Now, I see the value in people, see the good in others, regardless of spirituality, lifestyle, race, etc. The shift started in 2003, and is ongoing. What I define as life unrestricted.  That religious part of me still acts up from time to time, but now I can recognize it, work through it and move on.

So here I am with this new website, trying to find my place in the blogosphere. Trying to find my niche, because I don’t define this blog as a “Christian” blog. It is for anyone who wants to break free from comfort zones to be beautifully uncomfortable and free. And there is nothing more comfortable than religion. I’m not necessarily putting religion down, but for me, I was completely focused on form and function vs. loving God and loving people. For more about this, go here.

Some wonderful people have signed up, commented on posts, and read what I’ve written, I am so grateful and appreciative. That what it is all about: the people, making friends, maintaing relationships, helping wherever I can.  I can’t concern myself with being the next superstar blogger or figuring out the fastest way to making a living online or anything. All I can do is be Jermaine. The best Jermaine I can be.

There was a lot of fear and worry and doubt in February.  My wife and I announced we are having a baby in September, our first child as individuals and as a couple.  All the practical fears kicked in about how to provide financially for my family, what do we need to buy, and do we honestly need a bassinet.  I mean really, a bassinet?  That is why the baby sleeps in a crib right?  But I digress…

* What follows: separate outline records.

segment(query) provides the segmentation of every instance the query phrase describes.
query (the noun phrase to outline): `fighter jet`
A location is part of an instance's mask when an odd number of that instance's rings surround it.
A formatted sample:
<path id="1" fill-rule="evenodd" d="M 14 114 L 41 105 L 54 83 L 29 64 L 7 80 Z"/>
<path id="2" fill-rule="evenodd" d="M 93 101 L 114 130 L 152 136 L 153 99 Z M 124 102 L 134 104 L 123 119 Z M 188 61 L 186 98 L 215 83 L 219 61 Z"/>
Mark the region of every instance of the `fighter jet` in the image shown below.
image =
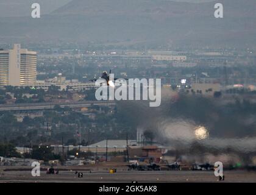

Emotionally, I try not to think about it.  About how I will be as a father, about how life will change (for the better, but still change), etc.  I haven’t found too many resources online for expecting fathers, but the search continues…

On a different note, I became a part of a brand new, non-profit foundation called Random Fingerprints. More on that later.

I’ve found some awesome blogs by really remarkable people: Colleen Wainwright, Joel Runyon, Katie A. Whaite, and Chris Guillebeau.  Their blogs have really resonated with me.

My side where I had my kidney transplant has been hurting quite a bit, I’m hoping it is my lymphocele acting up again,  but I’m still concerned.  I go see the transplant team on Monday, so I’ll see what’s up then.

I think most of February I spent trying to follow formulas about blogs.  There is nothing inherently wrong with that, but being the type of person I am, I focused too much on formula and not enough on being me.

I feel I need to get more personal with my writing, with my blog posts.  I’m trying to find that sweet spot between what I want to talk about and what you the reader want to read about.  I’m trying to reconcile between writing for myself and writing for you.  Maybe by writing more personal and beautifully uncomfortable posts, that will connect us all on a human level and go beyond faith or race or anything.

May peace be with you, may peace be multiplied.